I think they’ve been closing down their retail stores for a while now. The one nearby is gone, and the ones around when I was a kid are gone as well. Even with Babies R Us, it’s cheaper at Target, even cheaper via Amazon. Unless you’re going to test car seats and strollers, there’s little reason to set foot inside one.


#13

It’s right there in the song!


#14

Yeah geez I used to go buy ColecoVision games at Toys R Us, you’d have to be pretty out of it not to know that they sell video games and have since the beginning.


#15

I remember in the 80’s-90’s the video games section at Toys R Us used to have little plastic flaps that you could raise that had the box art on one side and the game description on the other. As a kid, I thought that was pretty cool.

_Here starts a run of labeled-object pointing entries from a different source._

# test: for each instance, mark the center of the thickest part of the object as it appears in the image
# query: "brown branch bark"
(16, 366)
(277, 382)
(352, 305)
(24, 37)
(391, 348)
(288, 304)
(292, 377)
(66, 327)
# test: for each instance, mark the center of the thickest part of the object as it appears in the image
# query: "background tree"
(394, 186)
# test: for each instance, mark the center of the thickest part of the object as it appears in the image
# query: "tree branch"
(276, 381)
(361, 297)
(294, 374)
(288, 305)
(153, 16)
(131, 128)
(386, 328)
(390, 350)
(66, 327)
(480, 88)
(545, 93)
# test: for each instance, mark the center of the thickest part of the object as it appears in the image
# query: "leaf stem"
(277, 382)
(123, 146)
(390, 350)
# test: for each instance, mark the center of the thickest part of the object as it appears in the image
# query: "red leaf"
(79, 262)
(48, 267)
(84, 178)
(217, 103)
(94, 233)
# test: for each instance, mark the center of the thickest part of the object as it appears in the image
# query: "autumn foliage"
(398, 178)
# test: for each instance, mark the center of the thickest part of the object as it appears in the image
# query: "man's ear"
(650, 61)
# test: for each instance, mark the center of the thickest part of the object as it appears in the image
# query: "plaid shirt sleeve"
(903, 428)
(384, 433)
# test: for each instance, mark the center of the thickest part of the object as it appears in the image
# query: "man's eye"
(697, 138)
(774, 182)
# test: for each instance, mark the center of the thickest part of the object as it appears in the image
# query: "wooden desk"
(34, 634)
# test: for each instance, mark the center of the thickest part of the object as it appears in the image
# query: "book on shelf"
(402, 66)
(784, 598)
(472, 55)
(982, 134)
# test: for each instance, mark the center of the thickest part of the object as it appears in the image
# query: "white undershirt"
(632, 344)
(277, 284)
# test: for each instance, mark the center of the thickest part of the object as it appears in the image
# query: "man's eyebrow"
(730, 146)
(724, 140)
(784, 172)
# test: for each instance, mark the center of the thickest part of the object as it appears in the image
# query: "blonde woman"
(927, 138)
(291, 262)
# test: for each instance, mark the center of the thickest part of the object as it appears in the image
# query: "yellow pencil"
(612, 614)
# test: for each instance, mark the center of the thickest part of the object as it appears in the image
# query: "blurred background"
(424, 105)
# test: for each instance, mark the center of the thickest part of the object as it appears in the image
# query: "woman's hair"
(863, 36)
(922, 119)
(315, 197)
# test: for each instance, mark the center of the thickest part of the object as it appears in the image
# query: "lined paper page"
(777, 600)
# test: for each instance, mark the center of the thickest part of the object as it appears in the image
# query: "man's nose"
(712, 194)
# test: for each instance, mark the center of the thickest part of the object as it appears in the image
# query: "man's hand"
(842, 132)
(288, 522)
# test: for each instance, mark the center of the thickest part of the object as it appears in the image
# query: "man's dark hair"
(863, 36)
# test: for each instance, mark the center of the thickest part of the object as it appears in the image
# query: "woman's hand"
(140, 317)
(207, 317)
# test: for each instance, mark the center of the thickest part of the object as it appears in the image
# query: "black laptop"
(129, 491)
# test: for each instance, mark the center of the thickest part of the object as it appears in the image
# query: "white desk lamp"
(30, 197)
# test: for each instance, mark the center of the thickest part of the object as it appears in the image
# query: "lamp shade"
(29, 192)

As an adult, I still buy video games (although very few physical copies now… hm), but I’m not “allowed” to go into the video games section of Toys R US anymore. I don’t have the courage to walk in there alone as a grown man through the plastic balls and toys, little kids running and nagging their parents, then near the pink baby section, then into the video games section, with more kids running around. It’s too weird. Maybe they should make two entrances or something.


#16

I occasionally stroll through Toys ‘R’ Us simply to check up on what’s what in the world of toys and games and stuff. I work in pop culture often, and stuff like Barbie and G.I. Joe shows up in my classes from time to time. I’m always interested in things like how the toy makers and marketers position stuff vis a vis gender and ethnicity, what sort of messages are being sent, deliberately or not, and really, just what’s cool these days. And Toys ‘R’ Us used to occasionally have 21st Century Toys scale vehicles too, the kind of stuff I sort of on again. off again collect. But these days, nah, the store here is pretty blah.


#17

I remember in the 80’s-90’s the video games section at Toys R Us used to have little plastic flaps that you could raise that had the box art on one side and the game description on the other. As a kid, I thought that was pretty cool.

Oh man, I remember this too. And reading the back upside down, contorting to do so.


#18

Looks like capitalism is sharpening it’s claws for TRU. Suppliers are demanding cash for delivery of shipments.

https://finance.yahoo.com/news/toys-apos-r-apos-us-152300905.html?.tsrc=fauxdal


#19

And chapter 11 has been filed.


#20

Man, they are probably hoping to last through the Christmas shopping season.